So I didn't heed the rule to include adequate amounts of dead material along with green and the compost got super rank. I'm talking maggots and all!
Can I start adding dead material now and recover it or do I need to dispose of this and start over?
Also, I seem to remember reading somewhere that brown boxes can be used in place of dead leaves and straw. Is this true? As far as I remember I just need to remove any labeling and tear it into small pieces before adding. Is this correct?
Yep, just turn it well with lots of browns and it will be fine. Try to break up any green stuff that is matted together. Lack of oxygen is causing the vile odors.
You can use cardboard for browns but some people are concerned with the chemicals involved in making cardboard. If you have access to, or can make, shredded newspaper it would probably be a better way to go. The rule with that is, no glossy stuff, just the flat-looking regular newspaper. If you decide to use cardboard, I would try to use only cardboard from boxes made in the US. It should be printed on the box somewhere. As you said, if you can shred it or tear it into small pieces, it will work much better.
You could also do what I do, which is just ignore it and eventually it takes care of itself. I never manage to do compost the "right" way, but it all breaks down eventually. My compost piles are far enough away from the house that I don't have to smell them, though 😁
Your pile went anaerobic due to not enough carbons, and lack of oxygen. Lack of oxygen can be mitigated by periodic turning of the pile, but you’ll still need a workable ratio of carbon to nitrogen.
If you don’t want, or can’t wait for fall leaves to mix in, you could try something that’s worked for me many times. Use horse bedding pellets. They are nothing more than sawdust, udually pine, compressed into little pellets. No other ingredients. Tractor Supply sells a forty pound bag for around $5. And it goes a long way.
Take your mulch fork, and turn that pile ~ four to six inch layer, and a couple handfuls of horse bedding pellets. Repeat. Do it just like building a new pile. You should see it starting to heat up in a couple of days.
Never “dispose” of your organic materials! Even if you just leave it sit for an extra season, it has value.
Brandon, I respectfully suggest you look at this differently.
From my perspective, it's not a failure: it's a huge opportunity.
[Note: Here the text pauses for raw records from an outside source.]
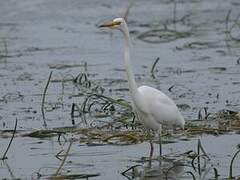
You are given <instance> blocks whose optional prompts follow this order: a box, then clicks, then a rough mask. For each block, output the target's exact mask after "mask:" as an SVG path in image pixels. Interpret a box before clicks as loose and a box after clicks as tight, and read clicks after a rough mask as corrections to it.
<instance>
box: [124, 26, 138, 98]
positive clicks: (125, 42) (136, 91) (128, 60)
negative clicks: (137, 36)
mask: <svg viewBox="0 0 240 180" xmlns="http://www.w3.org/2000/svg"><path fill="white" fill-rule="evenodd" d="M122 32H123V35H124V40H125V46H124V48H125V49H124V64H125V69H126V72H127V78H128V82H129V89H130V92H131V96H132V97H133V96H134V95H135V94H136V93H137V84H136V81H135V78H134V74H133V72H132V66H131V63H130V52H129V50H130V48H131V41H130V35H129V31H128V27H127V24H126V23H125V22H124V23H123V29H122Z"/></svg>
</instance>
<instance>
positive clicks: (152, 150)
mask: <svg viewBox="0 0 240 180" xmlns="http://www.w3.org/2000/svg"><path fill="white" fill-rule="evenodd" d="M149 143H150V155H149V167H151V164H152V156H153V142H152V139H150V141H149Z"/></svg>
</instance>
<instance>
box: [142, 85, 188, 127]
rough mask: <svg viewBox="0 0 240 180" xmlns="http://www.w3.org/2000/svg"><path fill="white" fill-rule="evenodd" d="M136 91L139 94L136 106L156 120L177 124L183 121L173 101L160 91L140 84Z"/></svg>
mask: <svg viewBox="0 0 240 180" xmlns="http://www.w3.org/2000/svg"><path fill="white" fill-rule="evenodd" d="M138 91H139V93H140V95H139V96H141V103H138V104H139V106H138V108H139V109H140V110H141V111H143V112H145V113H147V114H149V115H151V117H152V118H153V119H154V120H155V121H156V122H158V123H161V124H169V125H172V124H175V125H178V123H180V124H181V122H180V121H184V120H183V117H182V115H181V113H180V112H179V110H178V108H177V106H176V104H175V103H174V101H173V100H172V99H171V98H169V97H168V96H167V95H165V94H164V93H162V92H161V91H159V90H157V89H155V88H152V87H149V86H141V87H139V88H138Z"/></svg>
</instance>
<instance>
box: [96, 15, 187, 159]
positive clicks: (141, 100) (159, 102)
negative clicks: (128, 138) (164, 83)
mask: <svg viewBox="0 0 240 180" xmlns="http://www.w3.org/2000/svg"><path fill="white" fill-rule="evenodd" d="M99 27H110V28H114V29H118V30H120V31H121V32H122V33H123V35H124V39H125V46H124V48H125V49H124V64H125V69H126V72H127V78H128V83H129V89H130V96H131V100H132V104H133V108H134V110H135V111H136V113H137V116H138V119H139V120H140V121H141V123H142V124H143V125H144V126H145V127H146V128H148V129H153V130H155V131H157V132H158V133H159V144H160V156H161V152H162V150H161V130H162V125H168V126H179V127H181V128H184V125H185V121H184V118H183V116H182V115H181V113H180V112H179V110H178V108H177V106H176V104H175V103H174V101H173V100H172V99H171V98H169V97H168V96H167V95H165V94H164V93H162V92H161V91H159V90H157V89H155V88H152V87H149V86H140V87H137V85H136V82H135V78H134V74H133V72H132V68H131V64H130V52H129V51H130V47H131V42H130V35H129V31H128V27H127V24H126V22H125V20H124V19H123V18H116V19H113V20H110V21H107V22H105V23H103V24H102V25H100V26H99ZM151 147H152V145H151ZM151 152H152V149H151ZM150 154H151V153H150Z"/></svg>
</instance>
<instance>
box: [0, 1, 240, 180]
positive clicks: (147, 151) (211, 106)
mask: <svg viewBox="0 0 240 180" xmlns="http://www.w3.org/2000/svg"><path fill="white" fill-rule="evenodd" d="M127 6H128V1H109V0H105V1H104V2H103V1H97V0H92V1H79V0H78V1H77V0H72V1H69V2H67V3H66V1H63V0H52V1H47V0H37V1H30V0H24V1H21V2H20V1H14V0H10V1H1V2H0V38H1V41H0V57H1V58H0V78H1V81H0V87H1V94H0V129H1V130H6V129H13V127H14V121H15V119H16V118H17V119H18V128H17V129H18V130H24V131H31V130H33V129H42V128H43V121H42V113H41V102H42V94H43V90H44V87H45V85H46V83H47V79H48V76H49V73H50V71H53V75H52V79H53V80H56V79H65V78H69V77H71V75H72V76H74V77H75V76H76V75H77V74H79V73H80V72H84V73H88V74H89V76H88V78H89V79H90V80H91V81H92V82H93V83H94V84H95V85H101V86H102V87H103V88H104V89H105V90H104V94H105V95H108V96H111V97H115V98H123V99H126V100H128V101H129V95H128V91H127V89H126V88H127V82H126V81H125V79H126V76H125V72H124V70H123V61H122V58H123V56H122V36H121V34H120V33H118V32H111V31H106V30H99V29H98V28H97V24H99V22H101V21H103V20H105V19H109V18H112V17H116V16H119V15H120V14H122V12H124V10H125V9H126V7H127ZM239 8H240V4H239V2H238V1H237V0H231V1H223V0H220V1H219V0H213V1H211V2H209V1H206V0H204V1H198V0H196V1H190V0H184V1H179V2H177V6H176V17H177V20H178V19H181V18H182V17H184V16H186V15H187V16H186V18H185V19H184V21H183V22H179V21H177V23H176V24H174V23H173V16H174V4H173V3H172V2H169V1H157V0H150V1H144V0H140V1H136V2H135V4H134V6H133V7H132V8H131V10H130V14H129V17H128V21H129V29H130V30H131V32H132V41H133V49H132V64H133V69H134V72H135V74H136V80H137V82H138V84H139V85H141V84H147V85H151V86H153V87H156V88H158V89H161V90H162V91H163V92H165V93H166V94H168V95H169V96H170V97H172V98H173V99H174V100H175V101H176V103H177V104H178V105H184V104H185V105H188V106H189V108H187V109H186V110H182V113H183V115H184V117H185V118H186V119H187V120H192V119H196V118H197V116H198V112H199V110H200V109H201V108H203V107H207V108H208V112H210V113H215V112H217V111H219V110H221V109H231V110H236V111H239V107H240V99H239V97H240V91H239V84H240V80H239V77H240V68H239V67H240V65H239V63H238V61H237V60H238V58H239V54H240V48H239V47H240V45H239V41H235V40H233V39H230V40H228V38H227V37H226V29H225V26H226V20H225V19H226V16H227V14H228V11H229V10H230V9H231V14H230V20H229V22H228V26H229V27H230V26H231V25H232V24H234V20H235V19H236V18H237V16H238V13H239ZM164 23H165V24H167V26H168V27H169V28H170V29H175V28H176V30H178V31H187V32H190V33H191V35H189V36H187V37H184V38H179V39H177V40H174V41H170V42H167V43H146V42H144V41H141V40H140V39H138V38H137V37H138V35H139V34H141V33H143V32H145V31H148V30H151V29H152V28H153V29H154V28H155V29H156V28H157V29H159V28H163V24H164ZM232 36H233V37H234V38H239V37H240V34H239V29H237V28H236V29H233V31H232ZM226 39H227V40H226ZM153 40H155V39H154V38H153ZM4 41H5V45H7V54H6V51H4V46H5V45H4ZM5 55H6V57H4V56H5ZM157 57H160V61H159V62H158V63H157V65H156V72H155V77H156V78H155V79H153V78H152V77H151V73H150V70H151V67H152V64H153V62H154V61H155V59H156V58H157ZM84 64H87V66H86V65H84ZM170 87H171V90H169V88H170ZM80 91H81V90H80ZM78 93H79V89H78V88H76V87H75V86H74V85H73V84H72V83H71V82H68V83H64V88H63V86H62V84H61V83H50V85H49V88H48V90H47V96H46V104H45V107H46V112H45V116H46V120H47V124H48V127H49V128H51V127H61V126H71V125H72V124H71V116H70V112H71V105H72V103H80V104H81V103H82V101H83V97H74V95H77V94H78ZM76 121H77V122H79V121H80V118H77V119H76ZM201 139H202V144H203V146H204V147H205V148H206V151H207V153H209V154H210V156H213V157H214V158H211V159H212V163H213V164H216V167H217V169H218V170H219V173H220V172H221V173H220V175H221V176H222V177H225V176H227V175H228V172H229V162H230V160H231V157H232V155H233V154H234V153H235V152H236V151H237V145H238V144H239V140H238V139H239V135H237V134H227V135H221V136H217V137H215V136H209V135H203V136H202V137H201ZM8 142H9V138H0V154H2V153H3V152H4V151H5V148H6V146H7V143H8ZM67 146H68V143H66V144H65V145H59V144H58V142H57V138H55V137H54V138H49V139H44V140H42V139H34V138H26V137H24V138H23V137H17V138H15V139H14V141H13V144H12V146H11V148H10V151H9V152H8V155H7V156H8V160H7V161H5V163H2V164H1V166H0V175H1V177H2V178H13V177H15V178H23V179H24V178H25V179H26V178H27V179H29V178H31V176H32V175H33V176H35V175H36V174H34V172H38V170H39V168H43V170H41V174H43V175H50V174H51V173H53V172H55V171H56V169H57V167H58V166H59V164H60V161H59V160H58V159H56V158H55V155H56V154H57V153H58V152H59V151H60V150H61V149H65V150H66V148H67ZM155 146H156V149H157V147H158V146H157V145H155ZM196 146H197V141H196V139H195V138H193V139H192V140H191V141H179V142H178V141H177V143H173V144H172V143H171V144H166V145H164V146H163V147H164V153H166V154H167V153H169V152H170V151H171V149H173V151H174V152H175V151H176V149H177V152H181V153H184V152H185V151H188V150H192V149H196ZM148 148H149V147H148V143H147V142H144V143H141V144H136V145H128V146H114V145H104V146H91V147H90V146H87V145H84V144H81V145H80V144H79V143H78V142H74V144H73V147H72V148H71V151H70V156H69V157H68V161H71V163H66V165H65V166H64V168H65V169H64V170H66V169H69V171H71V172H79V171H80V172H91V173H100V176H97V177H95V178H93V179H112V177H116V179H125V177H123V176H122V175H121V172H123V171H124V170H126V169H127V168H128V167H129V166H131V165H135V164H137V163H136V162H135V161H134V160H139V159H141V157H143V156H144V157H147V156H148V153H149V152H148V151H149V149H148ZM155 153H156V154H155V155H157V151H155ZM237 161H238V162H239V159H236V162H235V163H236V164H237ZM24 162H26V163H24ZM7 164H8V165H7ZM218 164H219V165H218ZM223 164H224V165H223ZM8 167H9V169H10V170H9V169H8ZM111 168H112V169H111ZM239 168H240V167H238V166H236V167H235V169H234V172H235V173H237V172H238V171H239ZM42 171H43V172H42ZM238 175H239V174H238ZM209 177H213V173H212V172H211V173H209ZM43 178H45V177H43Z"/></svg>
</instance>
For two years, I have been doing intensive composting in food grade liners from 1000L IBC totes. I was given these -- saved them from the landfill -- and cut them in half, vertically, with a sawzall. Why? I had to retain moisture -- it was so dry that my compost would not work, it would simply dry out and get moldy.
However: when there's a good rain, I get a big pile of compost tea at the lowest corners. It's anaerobic, and stinks like the devil's arse on a bad day in Hades, but I discovered it's a resource.
I use it to soak biochar, wood chips, moldy straw bales, etc. etc., for weeks. And then I apply the whole slurry to growing areas (I try to mix it beforehand to introduce oxygen, phew!)
Result: the plants go nuts! This stinky swamp-butt mix is a nutrient-rich ambrosia in my sandy soil.
So before you try to re-establish the compost balance, I suggest you run a pail of water through the whole mix, capture it if you can, and apply it sparingly to your growing areas. Your plants will thank you. Your nose will recover, eventually. My 2c.